Current drugs used to treat AD only temporarily relieve symptoms and no medication has been found to stop or reverse the underlying process of the disease (6). Drugs targeting Aβ or tau have been at the forefront of many clinical trials. However, with recent advances in the understanding of chronic inflammation induced by microglia and astrocytes in AD, these highlight other potential targets for AD treatment (6). More recent studies have found that nonsteroidal anti-inflammatory drugs (NSAID) reduce microglial activation and amyloid burden in animal models, but failed to show significant change in clinical settings (5). These studies cite the idea that the activation states of microglia and neuroinflammatory environments are constantly changing in AD progression, so timing of intervention will play a critical role in anti-inflammatory therapeutic approaches (5).
Esurgi is currently developing Eye AD which utilizes the specific patterns of saccadic eye movement to monitor and diagnose for the disease (7). In the future, drug therapy can be used in conjunction with products such as Esurgi’s Eye AD to better address the multifactorial nature of AD and work towards earlier detection and treatment.

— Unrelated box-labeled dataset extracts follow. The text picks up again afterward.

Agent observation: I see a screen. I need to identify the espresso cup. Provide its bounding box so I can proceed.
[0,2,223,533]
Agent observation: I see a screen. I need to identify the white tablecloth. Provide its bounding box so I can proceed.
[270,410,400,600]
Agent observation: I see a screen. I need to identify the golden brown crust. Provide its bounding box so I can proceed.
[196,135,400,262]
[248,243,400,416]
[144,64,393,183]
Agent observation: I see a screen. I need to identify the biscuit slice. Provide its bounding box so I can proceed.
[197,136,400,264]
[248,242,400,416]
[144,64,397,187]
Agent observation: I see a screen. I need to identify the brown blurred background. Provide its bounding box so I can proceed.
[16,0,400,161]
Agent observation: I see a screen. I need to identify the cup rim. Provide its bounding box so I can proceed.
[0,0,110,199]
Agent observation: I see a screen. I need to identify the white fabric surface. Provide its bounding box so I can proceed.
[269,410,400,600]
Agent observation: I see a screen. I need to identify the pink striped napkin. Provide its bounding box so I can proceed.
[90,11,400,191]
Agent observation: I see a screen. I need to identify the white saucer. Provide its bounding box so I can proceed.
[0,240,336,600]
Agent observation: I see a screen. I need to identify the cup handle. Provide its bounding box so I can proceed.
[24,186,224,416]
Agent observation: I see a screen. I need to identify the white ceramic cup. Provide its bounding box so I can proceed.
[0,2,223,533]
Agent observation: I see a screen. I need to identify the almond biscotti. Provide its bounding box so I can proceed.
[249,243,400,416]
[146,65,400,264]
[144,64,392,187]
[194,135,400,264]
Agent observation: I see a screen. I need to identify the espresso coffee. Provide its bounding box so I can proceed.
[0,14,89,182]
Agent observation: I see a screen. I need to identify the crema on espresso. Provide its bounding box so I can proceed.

- Rusek, M., Pluta, R., Ułamek-Kozioł, M., & Czuczwar, S. J. (2019). Ketogenic Diet in Alzheimer’s Disease. International Journal of Molecular Sciences, 20(16). https://doi.org/10.3390/ijms20163892
- Wilkins HM, Swerdlow RH. Relationships Between Mitochondria and Neuroinflammation: Implications for Alzheimer’s Disease. Curr Top Med Chem. 2016;16(8):849-857 doi: 10.2174/1570159X15666170720095240
- Kwon HS, Koh S-H. Neuroinflammation in neurodegenerative disorders: the roles of microglia and astrocytes. Transl Neurodegener. 2020;9. doi:10.1186/s40035-020-00221-2
- Fakhoury M. Microglia and Astrocytes in Alzheimer’s Disease: Implications for Therapy. Curr Neuropharmacol. 2018;16(5):508-518. doi:10.2174/1570159X15666170720095240
- Minter MR, Taylor JM, Crack PJ. The contribution of neuroinflammation to amyloid toxicity in Alzheimer’s disease. Journal of Neurochemistry. 2016;136(3):457-474. doi:https://doi.org/10.1111/jnc.13411
- Dong Y, Li X, Cheng J, Hou L. Drug Development for Alzheimer’s Disease: Microglia Induced Neuroinflammation as a Target? Int J Mol Sci. 2019;20(3). doi:10.3390/ijms20030558
- Panchal H, De A, Agbakwuruonyike C, Jiang Y, Kanjoo P. Literature Review on the Correlation Between Abnormalities in Eye Movement and the Presence of Alzheimer Disease. Published online 2020:7.